Homecoming Highlights Include 40th Anniversary of Observatory

BLOOMINGTON, Ill. – At this year’s Illinois Wesleyan University Homecoming alumni will gather to mark the 40th anniversary of students peering toward the heavens from the Mark Evans Observatory. Tours of the observatory will be from 9-11 a.m. on Saturday, Oct. 9, with a reception at 4:30 p.m. in the Commons of the Center for Natural Science Learning and Research (CNS) (201 E. Beecher St., Bloomington).

When it was completed in 1970, the Mark Evans Observatory – like space exploration itself – offered hope in a turbulent time.
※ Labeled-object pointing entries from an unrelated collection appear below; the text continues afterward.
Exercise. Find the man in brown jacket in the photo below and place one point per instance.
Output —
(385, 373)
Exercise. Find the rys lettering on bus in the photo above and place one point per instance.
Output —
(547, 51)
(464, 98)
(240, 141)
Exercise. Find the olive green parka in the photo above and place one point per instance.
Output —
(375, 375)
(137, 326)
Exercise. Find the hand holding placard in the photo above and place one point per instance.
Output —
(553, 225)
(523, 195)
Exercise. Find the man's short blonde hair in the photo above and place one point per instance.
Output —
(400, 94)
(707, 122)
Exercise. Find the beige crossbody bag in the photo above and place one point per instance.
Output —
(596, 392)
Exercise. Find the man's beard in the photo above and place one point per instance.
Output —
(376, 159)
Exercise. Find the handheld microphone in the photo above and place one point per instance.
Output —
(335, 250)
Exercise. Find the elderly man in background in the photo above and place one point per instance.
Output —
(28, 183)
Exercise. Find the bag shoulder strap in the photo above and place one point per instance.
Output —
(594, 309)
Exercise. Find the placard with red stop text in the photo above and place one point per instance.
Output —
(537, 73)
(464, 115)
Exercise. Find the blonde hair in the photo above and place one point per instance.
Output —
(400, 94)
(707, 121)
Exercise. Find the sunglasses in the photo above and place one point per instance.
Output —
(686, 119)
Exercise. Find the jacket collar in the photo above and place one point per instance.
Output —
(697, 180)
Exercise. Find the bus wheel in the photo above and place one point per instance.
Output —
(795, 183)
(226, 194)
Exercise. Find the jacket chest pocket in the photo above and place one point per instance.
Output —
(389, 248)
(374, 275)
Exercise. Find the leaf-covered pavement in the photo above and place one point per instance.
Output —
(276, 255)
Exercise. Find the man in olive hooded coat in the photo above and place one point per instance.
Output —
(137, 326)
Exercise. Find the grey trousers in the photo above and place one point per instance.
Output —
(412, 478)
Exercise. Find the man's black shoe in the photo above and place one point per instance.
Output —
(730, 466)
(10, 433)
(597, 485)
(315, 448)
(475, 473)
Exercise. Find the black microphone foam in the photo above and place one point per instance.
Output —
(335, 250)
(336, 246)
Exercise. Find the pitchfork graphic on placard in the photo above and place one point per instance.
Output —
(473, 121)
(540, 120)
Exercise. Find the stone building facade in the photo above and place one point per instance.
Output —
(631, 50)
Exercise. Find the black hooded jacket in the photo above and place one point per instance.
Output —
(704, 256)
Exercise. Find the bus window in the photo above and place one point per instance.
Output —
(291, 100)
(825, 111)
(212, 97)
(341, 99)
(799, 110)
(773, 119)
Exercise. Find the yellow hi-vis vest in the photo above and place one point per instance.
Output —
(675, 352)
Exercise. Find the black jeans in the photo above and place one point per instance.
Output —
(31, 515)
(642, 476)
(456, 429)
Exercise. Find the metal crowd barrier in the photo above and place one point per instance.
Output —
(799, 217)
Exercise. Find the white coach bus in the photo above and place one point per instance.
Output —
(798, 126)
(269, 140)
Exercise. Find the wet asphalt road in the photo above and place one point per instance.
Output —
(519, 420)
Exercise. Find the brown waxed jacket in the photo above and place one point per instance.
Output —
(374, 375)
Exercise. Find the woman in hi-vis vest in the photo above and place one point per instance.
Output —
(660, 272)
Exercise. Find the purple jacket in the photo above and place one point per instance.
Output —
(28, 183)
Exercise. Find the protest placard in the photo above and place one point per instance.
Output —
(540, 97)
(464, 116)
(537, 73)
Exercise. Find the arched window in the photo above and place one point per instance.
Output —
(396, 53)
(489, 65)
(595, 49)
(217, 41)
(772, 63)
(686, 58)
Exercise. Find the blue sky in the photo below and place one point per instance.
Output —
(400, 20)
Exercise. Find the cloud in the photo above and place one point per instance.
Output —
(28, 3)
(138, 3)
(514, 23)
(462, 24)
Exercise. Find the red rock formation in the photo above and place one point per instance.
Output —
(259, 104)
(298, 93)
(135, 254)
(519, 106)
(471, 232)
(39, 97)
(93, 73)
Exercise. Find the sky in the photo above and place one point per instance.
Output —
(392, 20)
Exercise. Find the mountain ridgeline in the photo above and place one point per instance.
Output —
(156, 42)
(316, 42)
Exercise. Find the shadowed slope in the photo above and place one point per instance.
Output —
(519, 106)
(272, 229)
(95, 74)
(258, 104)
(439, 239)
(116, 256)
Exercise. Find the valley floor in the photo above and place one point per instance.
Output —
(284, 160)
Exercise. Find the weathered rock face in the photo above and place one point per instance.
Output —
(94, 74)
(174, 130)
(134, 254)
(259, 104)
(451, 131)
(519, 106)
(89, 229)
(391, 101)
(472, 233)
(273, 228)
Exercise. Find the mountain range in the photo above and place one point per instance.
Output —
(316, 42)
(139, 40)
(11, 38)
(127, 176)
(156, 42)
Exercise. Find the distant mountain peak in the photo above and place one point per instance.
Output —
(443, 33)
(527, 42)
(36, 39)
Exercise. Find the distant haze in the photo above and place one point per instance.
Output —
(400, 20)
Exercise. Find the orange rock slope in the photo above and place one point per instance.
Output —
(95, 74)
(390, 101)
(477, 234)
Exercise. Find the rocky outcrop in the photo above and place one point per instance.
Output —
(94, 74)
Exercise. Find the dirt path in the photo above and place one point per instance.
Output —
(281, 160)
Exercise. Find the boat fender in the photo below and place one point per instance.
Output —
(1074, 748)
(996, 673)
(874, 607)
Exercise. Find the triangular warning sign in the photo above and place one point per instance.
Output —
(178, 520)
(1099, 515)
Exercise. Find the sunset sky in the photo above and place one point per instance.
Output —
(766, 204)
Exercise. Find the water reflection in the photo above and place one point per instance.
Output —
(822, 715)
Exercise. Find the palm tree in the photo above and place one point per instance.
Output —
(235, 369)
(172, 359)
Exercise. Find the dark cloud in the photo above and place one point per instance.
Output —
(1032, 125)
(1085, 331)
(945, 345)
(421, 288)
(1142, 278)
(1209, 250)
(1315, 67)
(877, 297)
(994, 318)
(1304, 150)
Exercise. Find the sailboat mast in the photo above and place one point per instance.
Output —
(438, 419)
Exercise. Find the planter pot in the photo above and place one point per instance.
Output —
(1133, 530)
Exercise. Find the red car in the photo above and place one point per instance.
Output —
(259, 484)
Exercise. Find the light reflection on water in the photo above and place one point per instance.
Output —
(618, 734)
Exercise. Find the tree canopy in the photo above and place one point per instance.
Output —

Even the building of the observatory brought excitement to campus. In March of 1969, Col. Frank Borman, commander of the Apollo 8 space mission, arrived on campus for Founders’ Day to lay the cornerstone of the observatory and receive an honorary degree.

“He piloted his own jet into Bloomington,” then-University President Robert S. Eckley recalled in his memoir, Pictures at an Exhibition: Illinois Wesleyan University: 1968-1986. “He generated more interest and excitement than any other visitor to the campus during my years at Wesleyan.” Though he was not the main speaker for Founders’ Day, Eckley noted that Borman, “captivated the audience and the campus,” by offering a message of hope during a time when racial tension and war gripped the nation. “For a man who just returned from circling the moon, nothing was impossible,” wrote Eckley.